Acting Temple President talks campus safety as school looks for new leader

The fall semester at Temple University is in full swing under the leadership of Acting President JoAnne Epps.

The Board of Trustees appointed Epps in April to become the transitional leader as the search presses on for the next president.

"I would never have imagined even becoming a professor at Temple, let alone being in this position," said Epps. "I had actually turned in my retirement papers at the end of February, which is a very serious and sobering experience, but I have to say that after I handed them in I had not a moment’s regret, so I knew I’d made the right decision, so I was headed in a very different direction."

Epps said she has spent more than half her life at Temple teaching and serving as the Dean at Beasley School of Law, serving as university provost and senior advisor, and now as acting president.

More than 30-thousand students attend Temple University, but enrollment numbers are down between 15 to 20 percent since before the pandemic.

Epps said a new vice provost for enrollment managed was hired and the university will continue creating robust enrollment strategies.

"This isn’t because people are voting against Temple. We had a high enrollment number around 2017 of almost 40-thousand students at Temple, but many of them were people who were not paying tuition," said Epps. "We started intentionally getting smaller. We were graduating large classes and bringing in smaller classes, we knew that there was going to be a decline that we were going to experience, that was going to be intentional. We’re going to spend this year asking what’s our right size in this world these days?"

As part of the violence prevention strategy, Temple is equipping its officers with new technology including license plate readers and enhanced cell phones while implementing better policing strategies.

Students and staff can use the new one-touch personal safety app called TUSafe to report crime, get in touch with Temple Police and start a virtual safe walk.

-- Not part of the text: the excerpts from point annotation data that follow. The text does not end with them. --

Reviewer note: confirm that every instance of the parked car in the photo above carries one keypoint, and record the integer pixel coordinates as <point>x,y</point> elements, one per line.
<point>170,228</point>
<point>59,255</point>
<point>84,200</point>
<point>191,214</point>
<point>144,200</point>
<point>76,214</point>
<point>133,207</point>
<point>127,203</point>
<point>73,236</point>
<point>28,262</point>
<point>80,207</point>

"We have a whole lot of new cameras down here including several of the 360 degree blue light cameras one of which assisted in solving a shooting, not on campus may I add, but near campus where the 360 camera helped apprehend the bad guy," said Epps.

There’s also a new resource center opening called the Temple Community Gateway at 1510 Cecil B. Moore Avenue.

"It’s going to be a one stop shop for North Philadelphians who need help and that could be adult education or job opportunities at Temple or they want to know about mental opportunities in the city," said Epps. "You can’t police your way into safety and harmony, you really have to create the kind of community where everybody feels safe and values the importance of what it takes to be and stay safe."

Epps is not participating in the search for the new president, but hopes it’s someone who will stay committed to Temple for the long term.

"I want someone who is excited about leading an institution of higher education, if I had my druthers, over the next decade. That’s what I would really love," said Epps. "How does Temple position itself over the next decade? Who do we want to be in this next decade of existence? The advice that I would give to the next president is remember that you’re a servant. You are here to lead this great institution that belongs, not to you, but to thousands of other people, some of whom are present on the campus and some of whom are distant, and making sure you stay in touch with them and hear their thoughts and their ideas and to remember that some of their ideas are going to be better than your ideas."